The influence of the samples’ origin on their fungal community structures was negligible. However, wood species appeared to have an effect on the composition of fungal communities. It has been reported that wood species has a considerable influence on the species-level composition of fungal communities in decaying fallen logs in forests [32, 33]. No characteristics due to the samples’ origin regarding the composition of fungal communities were found in this study, because variation of the environmental conditions in houses was smaller than natural environment. Thus, the diversity of fungal species is thought to be smaller. In the fungal communities formed on Abies spp. and Tsuga spp. wood in this study, Trametes hirsuta and/or Hyphodontia sp. were dominant; on the samples, the species and abundance of ascomycetes are also varied.

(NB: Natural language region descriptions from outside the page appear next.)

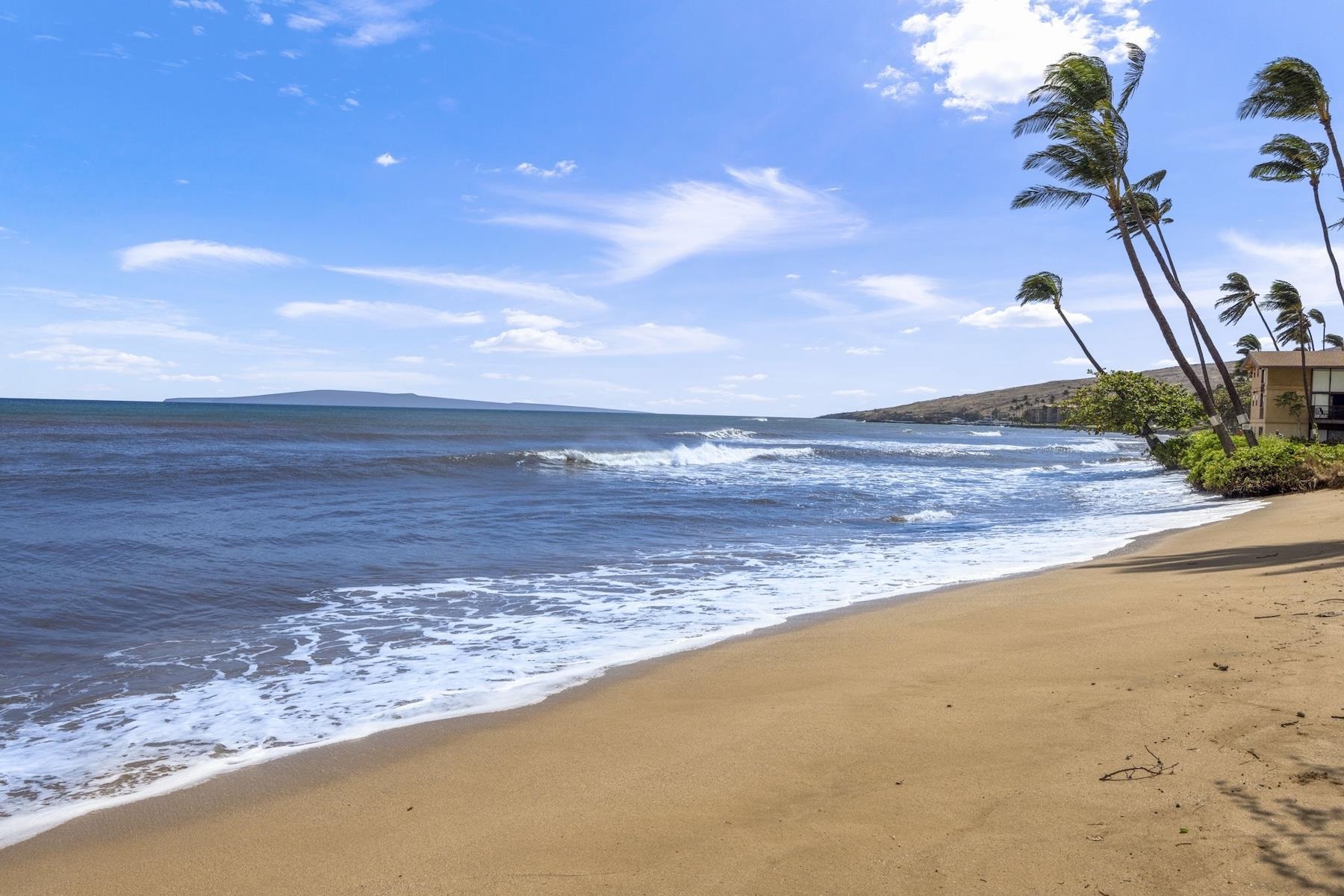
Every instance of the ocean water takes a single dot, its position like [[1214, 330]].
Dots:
[[187, 588]]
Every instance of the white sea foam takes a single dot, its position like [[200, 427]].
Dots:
[[369, 659], [703, 454], [930, 516], [724, 435]]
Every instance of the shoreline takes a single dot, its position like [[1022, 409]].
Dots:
[[584, 677], [774, 675]]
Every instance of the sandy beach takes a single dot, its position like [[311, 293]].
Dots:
[[951, 743]]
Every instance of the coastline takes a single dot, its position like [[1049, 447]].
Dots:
[[526, 763]]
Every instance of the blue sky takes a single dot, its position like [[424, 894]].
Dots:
[[718, 207]]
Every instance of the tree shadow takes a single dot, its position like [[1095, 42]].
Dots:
[[1272, 559], [1301, 842]]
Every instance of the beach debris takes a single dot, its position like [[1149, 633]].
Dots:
[[1139, 773]]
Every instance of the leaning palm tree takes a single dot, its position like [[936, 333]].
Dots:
[[1292, 160], [1046, 287], [1319, 319], [1157, 213], [1078, 111], [1239, 300], [1293, 90], [1295, 326]]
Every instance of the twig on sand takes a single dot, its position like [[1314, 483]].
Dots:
[[1139, 773]]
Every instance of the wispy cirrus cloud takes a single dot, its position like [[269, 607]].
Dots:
[[643, 339], [198, 252], [361, 23], [647, 231], [1021, 316], [476, 284], [915, 290], [383, 314]]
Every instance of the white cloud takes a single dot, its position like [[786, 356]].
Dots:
[[529, 339], [562, 168], [198, 252], [1283, 254], [662, 339], [362, 23], [989, 53], [515, 317], [304, 23], [146, 329], [1018, 316], [69, 356], [909, 289], [477, 284], [895, 85], [208, 6], [644, 339], [188, 378], [824, 301], [385, 314], [648, 231]]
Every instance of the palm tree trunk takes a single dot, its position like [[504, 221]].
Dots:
[[1080, 340], [1325, 233], [1272, 337], [1307, 393], [1172, 344], [1335, 147], [1199, 351], [1242, 418]]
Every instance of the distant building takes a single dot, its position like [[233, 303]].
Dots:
[[1273, 374]]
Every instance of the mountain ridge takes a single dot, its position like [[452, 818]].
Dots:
[[1035, 405]]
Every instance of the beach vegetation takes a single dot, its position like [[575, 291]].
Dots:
[[1078, 111], [1132, 403]]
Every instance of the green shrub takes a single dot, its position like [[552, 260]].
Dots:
[[1275, 467]]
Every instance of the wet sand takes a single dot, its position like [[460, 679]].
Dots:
[[951, 743]]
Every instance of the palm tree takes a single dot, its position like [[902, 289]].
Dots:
[[1077, 109], [1239, 300], [1293, 159], [1319, 319], [1156, 213], [1295, 326], [1046, 287], [1245, 346], [1293, 90]]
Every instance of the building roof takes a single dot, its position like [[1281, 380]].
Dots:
[[1330, 358]]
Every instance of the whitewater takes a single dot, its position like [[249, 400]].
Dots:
[[198, 588]]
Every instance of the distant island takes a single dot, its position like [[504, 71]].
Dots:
[[344, 398], [1036, 405]]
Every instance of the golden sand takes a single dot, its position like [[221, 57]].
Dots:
[[952, 743]]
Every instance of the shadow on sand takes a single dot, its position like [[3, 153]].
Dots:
[[1272, 559], [1303, 844]]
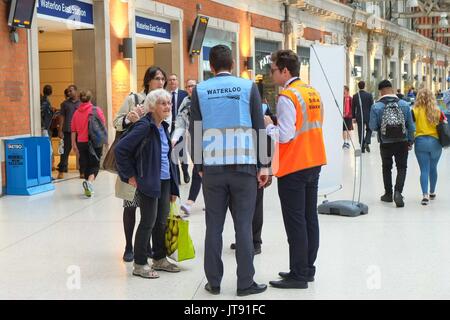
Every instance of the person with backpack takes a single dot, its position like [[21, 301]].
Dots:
[[392, 119], [348, 118], [88, 137], [143, 158], [46, 110], [428, 150], [130, 112], [68, 108]]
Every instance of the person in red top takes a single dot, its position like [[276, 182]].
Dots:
[[348, 116], [89, 162]]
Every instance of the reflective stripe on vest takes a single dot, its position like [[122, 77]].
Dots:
[[226, 119], [307, 125]]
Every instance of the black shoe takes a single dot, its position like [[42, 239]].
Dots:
[[128, 255], [212, 290], [398, 199], [253, 289], [289, 284], [286, 275], [387, 197]]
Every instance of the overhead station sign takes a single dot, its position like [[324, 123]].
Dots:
[[152, 28], [68, 11]]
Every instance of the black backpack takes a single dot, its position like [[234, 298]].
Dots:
[[393, 125], [98, 136]]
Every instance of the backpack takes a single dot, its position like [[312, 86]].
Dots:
[[46, 113], [98, 135], [393, 126]]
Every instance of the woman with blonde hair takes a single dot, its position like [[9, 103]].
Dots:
[[427, 116]]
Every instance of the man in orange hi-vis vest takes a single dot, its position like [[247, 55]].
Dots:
[[299, 156]]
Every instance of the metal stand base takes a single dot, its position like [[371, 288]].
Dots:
[[345, 208]]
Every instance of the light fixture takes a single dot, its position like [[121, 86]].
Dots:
[[249, 63], [412, 3], [126, 48], [443, 22]]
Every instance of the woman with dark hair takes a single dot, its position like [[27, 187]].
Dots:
[[130, 112]]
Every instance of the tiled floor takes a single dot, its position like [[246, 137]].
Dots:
[[59, 245]]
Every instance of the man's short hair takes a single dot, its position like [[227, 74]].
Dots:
[[221, 58], [287, 59], [361, 85], [384, 84]]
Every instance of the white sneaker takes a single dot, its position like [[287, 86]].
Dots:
[[186, 208]]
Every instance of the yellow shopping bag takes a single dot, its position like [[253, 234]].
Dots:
[[178, 242]]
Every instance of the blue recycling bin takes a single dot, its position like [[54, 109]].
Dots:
[[28, 166]]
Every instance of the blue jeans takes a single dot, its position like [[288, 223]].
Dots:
[[428, 151]]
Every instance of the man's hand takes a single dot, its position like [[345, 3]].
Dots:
[[132, 182], [263, 177], [133, 116], [267, 121]]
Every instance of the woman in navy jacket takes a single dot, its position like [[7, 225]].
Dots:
[[143, 158]]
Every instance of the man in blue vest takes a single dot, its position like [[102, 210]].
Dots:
[[226, 118]]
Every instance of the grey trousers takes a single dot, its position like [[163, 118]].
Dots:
[[240, 189]]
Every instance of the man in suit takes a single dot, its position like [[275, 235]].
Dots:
[[178, 96], [226, 118], [362, 115]]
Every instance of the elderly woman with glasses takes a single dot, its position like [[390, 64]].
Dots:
[[143, 161]]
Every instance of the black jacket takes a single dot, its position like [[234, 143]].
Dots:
[[138, 154], [367, 102]]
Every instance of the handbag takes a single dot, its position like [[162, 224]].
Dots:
[[109, 163], [443, 130]]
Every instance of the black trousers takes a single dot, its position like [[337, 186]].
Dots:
[[257, 221], [298, 197], [64, 159], [366, 130], [218, 190], [399, 152], [89, 164], [154, 213], [196, 185]]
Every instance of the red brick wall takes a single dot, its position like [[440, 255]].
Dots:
[[14, 86], [219, 11]]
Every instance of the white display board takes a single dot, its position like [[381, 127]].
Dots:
[[333, 61]]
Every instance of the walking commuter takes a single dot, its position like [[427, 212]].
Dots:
[[299, 156], [391, 118], [178, 97], [348, 116], [46, 111], [143, 161], [68, 108], [88, 155], [181, 128], [130, 112], [361, 104], [228, 108], [427, 115]]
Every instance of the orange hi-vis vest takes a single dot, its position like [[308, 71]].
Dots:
[[307, 148]]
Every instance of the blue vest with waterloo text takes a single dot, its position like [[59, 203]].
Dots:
[[227, 123]]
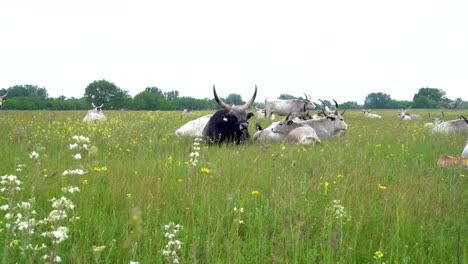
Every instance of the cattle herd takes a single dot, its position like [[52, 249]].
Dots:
[[230, 124]]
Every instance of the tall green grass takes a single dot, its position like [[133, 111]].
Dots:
[[374, 195]]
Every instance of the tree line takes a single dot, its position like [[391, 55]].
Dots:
[[31, 97]]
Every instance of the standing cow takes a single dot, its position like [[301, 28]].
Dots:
[[451, 126], [3, 99], [229, 125], [285, 107], [95, 114]]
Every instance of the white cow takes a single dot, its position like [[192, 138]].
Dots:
[[284, 107], [405, 115], [368, 114], [95, 114], [304, 135], [451, 126], [260, 114], [330, 126], [3, 99], [193, 128]]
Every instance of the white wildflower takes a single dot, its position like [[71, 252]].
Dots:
[[33, 155], [74, 172], [74, 145]]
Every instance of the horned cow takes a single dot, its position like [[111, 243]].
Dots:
[[304, 135], [229, 125], [326, 127], [368, 114], [405, 115], [95, 114], [3, 99], [451, 126], [284, 107]]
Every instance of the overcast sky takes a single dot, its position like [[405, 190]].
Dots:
[[336, 49]]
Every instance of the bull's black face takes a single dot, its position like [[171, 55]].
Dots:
[[228, 127]]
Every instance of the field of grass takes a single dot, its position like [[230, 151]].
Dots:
[[374, 195]]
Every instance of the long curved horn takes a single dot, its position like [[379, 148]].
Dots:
[[323, 108], [336, 107], [250, 102], [220, 103]]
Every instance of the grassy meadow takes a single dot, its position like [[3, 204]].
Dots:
[[130, 193]]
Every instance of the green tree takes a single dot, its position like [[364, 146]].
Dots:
[[171, 95], [350, 105], [27, 91], [235, 99], [430, 98], [286, 97], [105, 92], [377, 100]]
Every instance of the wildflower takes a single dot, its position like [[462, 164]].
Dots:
[[339, 211], [74, 172], [173, 245], [193, 156], [33, 155], [70, 189], [378, 254], [73, 146], [98, 249]]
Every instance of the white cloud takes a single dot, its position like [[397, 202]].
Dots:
[[330, 49]]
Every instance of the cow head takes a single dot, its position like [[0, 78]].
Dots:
[[3, 99], [229, 125], [436, 120]]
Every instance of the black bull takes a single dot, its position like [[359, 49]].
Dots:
[[229, 125]]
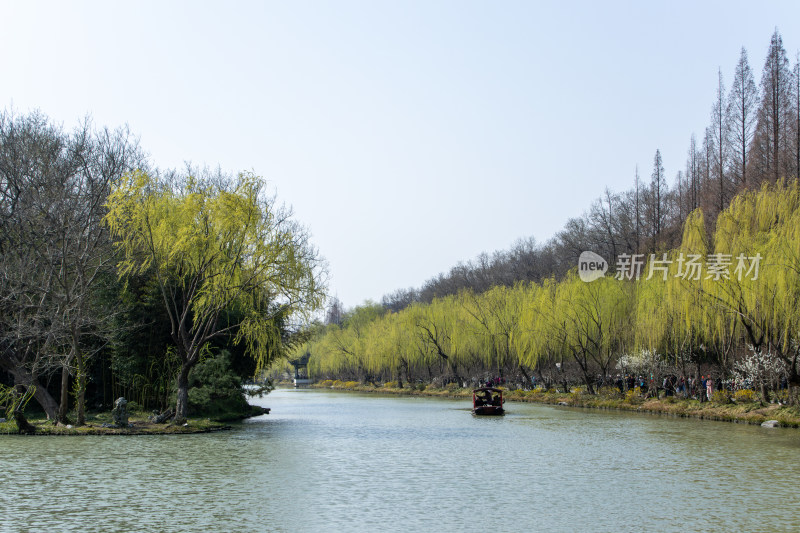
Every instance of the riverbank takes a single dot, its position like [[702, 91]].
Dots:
[[137, 427], [726, 409]]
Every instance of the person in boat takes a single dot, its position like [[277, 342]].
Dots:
[[484, 398]]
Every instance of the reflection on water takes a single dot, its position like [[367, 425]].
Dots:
[[325, 461]]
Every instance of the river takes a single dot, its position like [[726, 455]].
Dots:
[[334, 461]]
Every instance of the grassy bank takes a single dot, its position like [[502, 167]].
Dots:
[[723, 408], [140, 426]]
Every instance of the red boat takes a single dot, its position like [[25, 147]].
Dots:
[[487, 401]]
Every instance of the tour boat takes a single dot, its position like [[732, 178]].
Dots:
[[487, 401]]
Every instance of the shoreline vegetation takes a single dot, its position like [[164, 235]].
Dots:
[[100, 423], [743, 412]]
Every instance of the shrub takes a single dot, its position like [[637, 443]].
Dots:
[[633, 395], [612, 392], [216, 390], [721, 397], [745, 396]]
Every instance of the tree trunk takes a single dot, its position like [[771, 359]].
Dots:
[[64, 400], [182, 403], [81, 399], [42, 396]]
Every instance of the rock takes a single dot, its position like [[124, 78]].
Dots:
[[119, 414]]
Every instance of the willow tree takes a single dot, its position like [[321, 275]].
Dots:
[[216, 245], [760, 233]]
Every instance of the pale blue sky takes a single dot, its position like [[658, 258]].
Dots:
[[406, 135]]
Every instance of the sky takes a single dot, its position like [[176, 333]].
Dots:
[[406, 135]]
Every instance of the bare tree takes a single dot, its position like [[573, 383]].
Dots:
[[771, 135], [742, 109], [55, 247]]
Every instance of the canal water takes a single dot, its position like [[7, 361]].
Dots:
[[333, 461]]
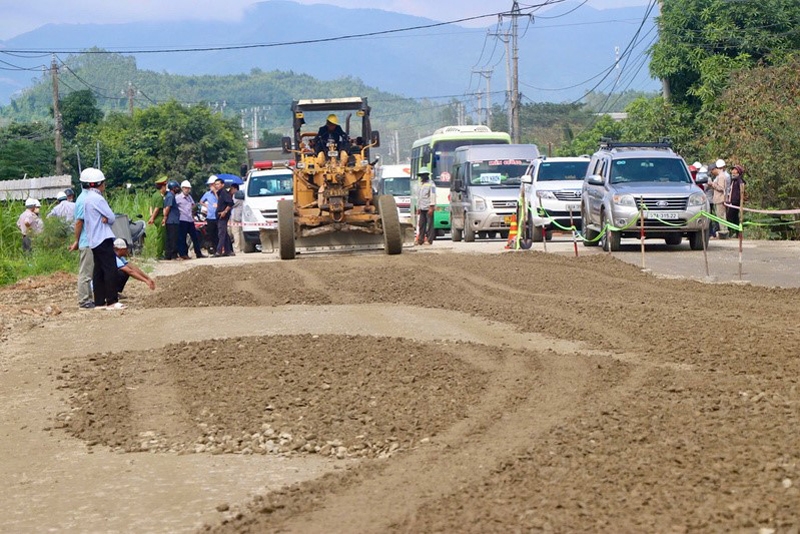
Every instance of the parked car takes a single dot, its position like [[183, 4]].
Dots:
[[485, 188], [267, 183], [554, 193], [395, 180], [624, 178]]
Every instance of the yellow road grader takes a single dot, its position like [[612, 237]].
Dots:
[[333, 205]]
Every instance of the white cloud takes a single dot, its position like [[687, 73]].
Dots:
[[20, 16]]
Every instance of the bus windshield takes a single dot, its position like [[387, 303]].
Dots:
[[444, 155], [396, 186], [552, 171], [499, 172], [269, 185]]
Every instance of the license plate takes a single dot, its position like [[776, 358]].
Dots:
[[660, 215]]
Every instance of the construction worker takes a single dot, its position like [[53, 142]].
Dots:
[[426, 204], [332, 131], [30, 223], [156, 213]]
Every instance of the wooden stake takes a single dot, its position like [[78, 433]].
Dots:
[[641, 229]]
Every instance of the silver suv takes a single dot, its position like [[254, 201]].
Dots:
[[624, 178]]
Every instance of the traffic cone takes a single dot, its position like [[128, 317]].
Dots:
[[512, 233]]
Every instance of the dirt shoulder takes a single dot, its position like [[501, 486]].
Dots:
[[470, 392]]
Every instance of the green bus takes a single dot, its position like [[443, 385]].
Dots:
[[435, 153]]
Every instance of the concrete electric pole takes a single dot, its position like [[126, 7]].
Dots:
[[57, 117]]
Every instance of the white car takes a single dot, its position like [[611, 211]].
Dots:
[[554, 191], [267, 183], [395, 180]]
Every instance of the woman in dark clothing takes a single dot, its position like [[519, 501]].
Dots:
[[736, 195]]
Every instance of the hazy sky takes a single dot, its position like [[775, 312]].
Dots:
[[20, 16]]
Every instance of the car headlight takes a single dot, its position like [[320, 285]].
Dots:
[[624, 200], [697, 199]]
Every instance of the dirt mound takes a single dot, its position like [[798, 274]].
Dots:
[[342, 396]]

Ascomycetes detected in this study included soft-rot fungi, which was supported by microscopic observation. In natural environments, ascomycetes that depend on soluble sugar invade in the early stages of wood decay [34]. Later, they are replaced by other ascomycete group with basidiomycetes [35, 36]. In the later stage, soft-rot fungi are thought to become dominant as the moisture content of the wood increases [37, 38]. Sorting the fungal communities by the ascomycete abundance, communities with low ascomycete abundance had low diversity and high proportions of basidiomycetes; communities with low basidiomycete abundance had low diversity and high proportions of ascomycetes (Fig. 3). The compositions of fungal communities with high proportions of ascomycetes, such as HIM2 and HIM12, were not similar to one another: one compromised Penicillium spp. and Scytalidium spp. almost exclusively, while the other comprised a variety of various ascomycetes. This suggests that the process of fungal succession in decayed wood within houses may differ from succession in natural environments. One of the reasons for this may be diversification that occurs during the middle stage of decay [38, 39]. Another reason is that the samples in this study were the house components at water gathering place. In this study, cooperative relationship was not revealed among fungal groups. Investigating the composition of fungal communities throughout the stages of decay is necessary to better understand the process of wood decay.